1. ## Modulo/congruence proof help

1. If $\displaystyle (a,n) = 1,$ then $\displaystyle \exists b \in Z s.t. ab\equiv1 (mod n).$

2. Every positive integer is congruent to the sum of its digits (mod 9).

2. 1. Use the fact that there exists $\displaystyle x,y \in \mathbb{Z}$ such that: $\displaystyle (a,n) = 1 \ \Leftrightarrow \ ax + ny = 1$

You can also show that this $\displaystyle b$ is unique. by supposing that there exists more than one unique solution, i.e. $\displaystyle ar \equiv 1 \ (\text{mod } n)$ and $\displaystyle as \equiv 1 \ (\text{mod } n)$ for some $\displaystyle r,s \in \mathbb{Z}$ and arriving at a contradiction.

2. Here: Congruence

3. Thanks for the link for the second one! We just had to prove that $\displaystyle 10^n \equiv 1 (mod 9)$ so I guess I should have been able to figure that one out but I needed a push in the right direction!

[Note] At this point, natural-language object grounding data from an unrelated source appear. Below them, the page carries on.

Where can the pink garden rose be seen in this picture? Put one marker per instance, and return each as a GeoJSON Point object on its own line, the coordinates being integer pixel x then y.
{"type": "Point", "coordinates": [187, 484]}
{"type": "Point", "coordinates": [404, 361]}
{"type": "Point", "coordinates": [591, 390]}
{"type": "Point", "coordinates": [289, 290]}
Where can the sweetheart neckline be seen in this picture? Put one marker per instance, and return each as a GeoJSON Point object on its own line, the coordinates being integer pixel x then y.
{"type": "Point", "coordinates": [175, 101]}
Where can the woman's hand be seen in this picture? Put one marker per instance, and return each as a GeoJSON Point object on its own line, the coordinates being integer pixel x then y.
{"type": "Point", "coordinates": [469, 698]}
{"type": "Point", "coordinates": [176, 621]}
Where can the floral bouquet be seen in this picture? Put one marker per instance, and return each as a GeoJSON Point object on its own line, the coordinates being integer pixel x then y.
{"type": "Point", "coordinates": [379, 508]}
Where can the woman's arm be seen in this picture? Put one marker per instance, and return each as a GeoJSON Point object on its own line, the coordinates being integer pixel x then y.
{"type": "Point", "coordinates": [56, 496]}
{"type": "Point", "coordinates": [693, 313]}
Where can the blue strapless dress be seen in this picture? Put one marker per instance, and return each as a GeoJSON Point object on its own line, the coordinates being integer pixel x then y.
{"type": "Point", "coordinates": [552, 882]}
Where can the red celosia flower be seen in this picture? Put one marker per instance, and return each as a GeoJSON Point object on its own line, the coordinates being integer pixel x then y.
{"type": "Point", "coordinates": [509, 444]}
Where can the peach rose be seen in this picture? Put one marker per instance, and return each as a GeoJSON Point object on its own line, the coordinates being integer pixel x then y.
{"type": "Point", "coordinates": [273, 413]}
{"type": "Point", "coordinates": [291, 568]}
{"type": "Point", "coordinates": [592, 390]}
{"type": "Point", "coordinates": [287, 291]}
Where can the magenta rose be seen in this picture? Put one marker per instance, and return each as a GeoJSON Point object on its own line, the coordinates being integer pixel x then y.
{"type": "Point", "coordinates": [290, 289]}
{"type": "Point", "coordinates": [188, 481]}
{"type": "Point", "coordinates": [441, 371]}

For the first one, I'm still unsure. I actually had what you have written on my paper, but I'm still unsure of how the "b" fits into the problem. I have $\displaystyle ny=1-ax$ but I need $\displaystyle a-b=nq$ or $\displaystyle b-a=nq$ right? I could divide by x, giving $\displaystyle \frac {ny}{x}=\frac {1} {x} -a$ but can I let $\displaystyle b=\frac {1} {x}$ since that's a fraction?

4. We know that there exists some $\displaystyle x,y \in \mathbb{Z}$ such that: $\displaystyle (a,n) = 1 \ \Leftrightarrow \ ax + ny = 1 \ \Leftrightarrow ax = 1 + (-y)n$

By definition, this is the same as saying: $\displaystyle ax \equiv 1 \ (\text{mod } n)$

But since $\displaystyle x$ has already been determined, this is the $\displaystyle b$ we were looking for !

5. Oh, duh! Haha for some reason I was thinking I needed to prove $\displaystyle a\equiv b (mod n)$. Thanks for all of your help!